We can and do apply this all the time in business. Every time we’re following best practice, apply accredited standards we’re treading in proven footsteps and for things like routine processes, it makes perfect sense.
"We take our teams and our collaborators along with us too!"
We know that our own processes, and that of our whole supply chain, is only as fast as its slowest member so it pays to help them quicken their pace, but what about when we innovate and deliver something new?
On the plus side, it’s easier to follow someone else’s lead and go with what is already proving to be successful. They’ve invested in the R&D, tested the market, made the mistakes and shown the way to go. The downside is that you’re on catch up, they may corner the market and make your services obsolete before you get the chance to get your version on sale. Not quite what this story had in mind,
What if you are the person making the innovation though? An observation around new ideas and innovations is that the first one to market isn’t always the most successful.
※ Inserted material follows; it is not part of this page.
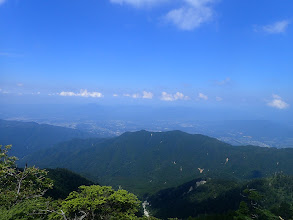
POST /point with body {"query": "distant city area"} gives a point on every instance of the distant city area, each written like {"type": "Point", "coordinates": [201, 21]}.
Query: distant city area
{"type": "Point", "coordinates": [232, 132]}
Your imitators can take advantage of your R&D investments and early teething troubles and leapfrog your ideas.
That's why we have IPR laws and patents but these don’t always protect us from others coming up from behind, tweaking your idea enough to get around those legalities.
My tip, which would make the saintly and good King Wenceslas wince, is to prevent others from taking advantage of your cleared path. Be brave if you’re going to innovate. Go for the big idea and lengthen your stride so that your smaller competitors cannot keep up. Even better, take a giant leap that leaves even your bigger rivals floundering in the snow.
Happy Christmas and may all your ideas become reality in the New Year!